Conversations between the women often consisted of wondering what might have happened if they had done that instead of this. Rowena had her own version.
Back in the summer of 1941 Clifford, her brother, had written, suggesting she come home for Christmas since she hadn’t been able to make it for his wedding. In letter after letter he’d enthused about Wendy, his fiancée, and how she would make him a wonderful wife and how much he wanted them to meet: ‘I’m sure you’ll get on well together and Wendy is looking forward to meeting someone who’s spent so much of their time abroad. She hasn’t gone much further than Bognor Regis, but then, she loves her home more than she wants to see foreign climes.’
It was debatable that she and her sister-in-law would get on, but even so she regretted not going back, perhaps not regretting attending the wedding, but not being there for Christmas 1941. What Clifford failed to grasp was how dangerous it was to travel back. The only possible route was around the Cape of Good Hope in South Africa, and even then there was danger from submarines and surface raiders. ‘Wendy says that families matter and I agree with her. Quite frankly, sis, we want to have children as quickly as possible. There, I’m blushing...’

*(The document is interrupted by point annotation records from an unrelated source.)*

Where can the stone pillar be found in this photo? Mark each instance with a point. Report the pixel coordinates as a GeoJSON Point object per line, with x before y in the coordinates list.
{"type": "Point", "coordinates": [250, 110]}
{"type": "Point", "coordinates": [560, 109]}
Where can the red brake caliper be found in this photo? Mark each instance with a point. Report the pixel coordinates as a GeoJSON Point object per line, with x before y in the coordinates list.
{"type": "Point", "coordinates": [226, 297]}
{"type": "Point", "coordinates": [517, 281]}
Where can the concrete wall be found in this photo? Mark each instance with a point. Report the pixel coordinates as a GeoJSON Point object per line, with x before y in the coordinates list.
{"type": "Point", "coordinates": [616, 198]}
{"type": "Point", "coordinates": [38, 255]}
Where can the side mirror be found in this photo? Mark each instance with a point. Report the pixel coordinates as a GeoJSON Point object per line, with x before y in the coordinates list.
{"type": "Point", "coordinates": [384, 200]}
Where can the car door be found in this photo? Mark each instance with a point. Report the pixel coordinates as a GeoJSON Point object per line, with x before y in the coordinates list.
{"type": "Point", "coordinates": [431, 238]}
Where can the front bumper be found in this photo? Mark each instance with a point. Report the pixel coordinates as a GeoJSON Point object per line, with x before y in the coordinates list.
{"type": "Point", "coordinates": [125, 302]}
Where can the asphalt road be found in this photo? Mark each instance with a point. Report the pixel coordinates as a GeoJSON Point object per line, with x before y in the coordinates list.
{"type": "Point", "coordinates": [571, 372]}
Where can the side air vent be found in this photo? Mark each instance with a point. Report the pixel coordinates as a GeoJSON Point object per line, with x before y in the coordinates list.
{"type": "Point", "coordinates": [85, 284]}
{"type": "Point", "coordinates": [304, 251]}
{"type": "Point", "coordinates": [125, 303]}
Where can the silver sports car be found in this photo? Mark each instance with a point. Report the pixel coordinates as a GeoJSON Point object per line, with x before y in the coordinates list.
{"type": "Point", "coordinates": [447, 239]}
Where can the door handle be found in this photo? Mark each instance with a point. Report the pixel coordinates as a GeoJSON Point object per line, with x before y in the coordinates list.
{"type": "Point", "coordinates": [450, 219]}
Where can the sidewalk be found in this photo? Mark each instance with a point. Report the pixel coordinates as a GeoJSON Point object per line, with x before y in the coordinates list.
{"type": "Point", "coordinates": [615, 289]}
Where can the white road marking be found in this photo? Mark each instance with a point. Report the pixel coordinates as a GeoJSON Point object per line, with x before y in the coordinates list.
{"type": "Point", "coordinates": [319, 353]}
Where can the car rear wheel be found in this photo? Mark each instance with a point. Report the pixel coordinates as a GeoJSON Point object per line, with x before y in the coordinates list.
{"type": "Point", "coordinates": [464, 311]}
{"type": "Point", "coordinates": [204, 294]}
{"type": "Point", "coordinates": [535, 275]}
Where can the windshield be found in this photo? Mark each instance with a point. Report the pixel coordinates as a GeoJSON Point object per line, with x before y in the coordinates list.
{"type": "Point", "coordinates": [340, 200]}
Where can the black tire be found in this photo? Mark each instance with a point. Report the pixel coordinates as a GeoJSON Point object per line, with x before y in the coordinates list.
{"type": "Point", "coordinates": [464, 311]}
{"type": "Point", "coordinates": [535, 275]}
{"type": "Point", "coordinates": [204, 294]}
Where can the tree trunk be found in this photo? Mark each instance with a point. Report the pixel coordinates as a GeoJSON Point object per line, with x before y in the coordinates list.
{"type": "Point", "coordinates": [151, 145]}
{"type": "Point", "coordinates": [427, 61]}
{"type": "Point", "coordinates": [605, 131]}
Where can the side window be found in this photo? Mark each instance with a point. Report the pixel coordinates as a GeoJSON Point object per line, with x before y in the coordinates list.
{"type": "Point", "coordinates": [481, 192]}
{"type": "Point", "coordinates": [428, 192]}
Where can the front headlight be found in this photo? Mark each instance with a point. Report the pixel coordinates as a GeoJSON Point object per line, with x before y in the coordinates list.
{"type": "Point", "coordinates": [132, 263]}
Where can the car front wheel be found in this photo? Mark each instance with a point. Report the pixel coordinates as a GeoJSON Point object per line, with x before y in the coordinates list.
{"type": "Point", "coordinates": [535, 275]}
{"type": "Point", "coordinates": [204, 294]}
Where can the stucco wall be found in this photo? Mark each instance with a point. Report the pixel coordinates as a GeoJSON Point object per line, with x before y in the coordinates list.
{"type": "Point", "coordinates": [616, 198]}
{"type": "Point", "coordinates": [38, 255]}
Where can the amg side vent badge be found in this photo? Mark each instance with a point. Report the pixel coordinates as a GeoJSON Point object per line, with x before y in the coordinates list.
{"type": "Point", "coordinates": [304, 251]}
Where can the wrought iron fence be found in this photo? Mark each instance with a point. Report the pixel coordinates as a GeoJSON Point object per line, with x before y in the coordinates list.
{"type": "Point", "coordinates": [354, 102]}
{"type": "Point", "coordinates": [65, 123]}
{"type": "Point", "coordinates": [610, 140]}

In time when the war was over – and surely it had to be over at some point – she would see him again and meet his wife, with whatever children he had. But how would she explain Dawn? Clifford had never been that broad-minded – and as for his wife, was a woman who’d never gone much further than Bognor Regis be accepting of a mixed race child?
*
Shimmy was one of the more approachable guards, who had gained the familiarity of a nickname. His real name was Shimida, and as the task of guarding women was regarded by his superiors and compatriots as demeaning, it was usually given to the lowest of the low. It was rumoured that as a civilian he’d been a simple fisherman who had had to sell his daughters to train as geishas because he couldn’t afford to keep them.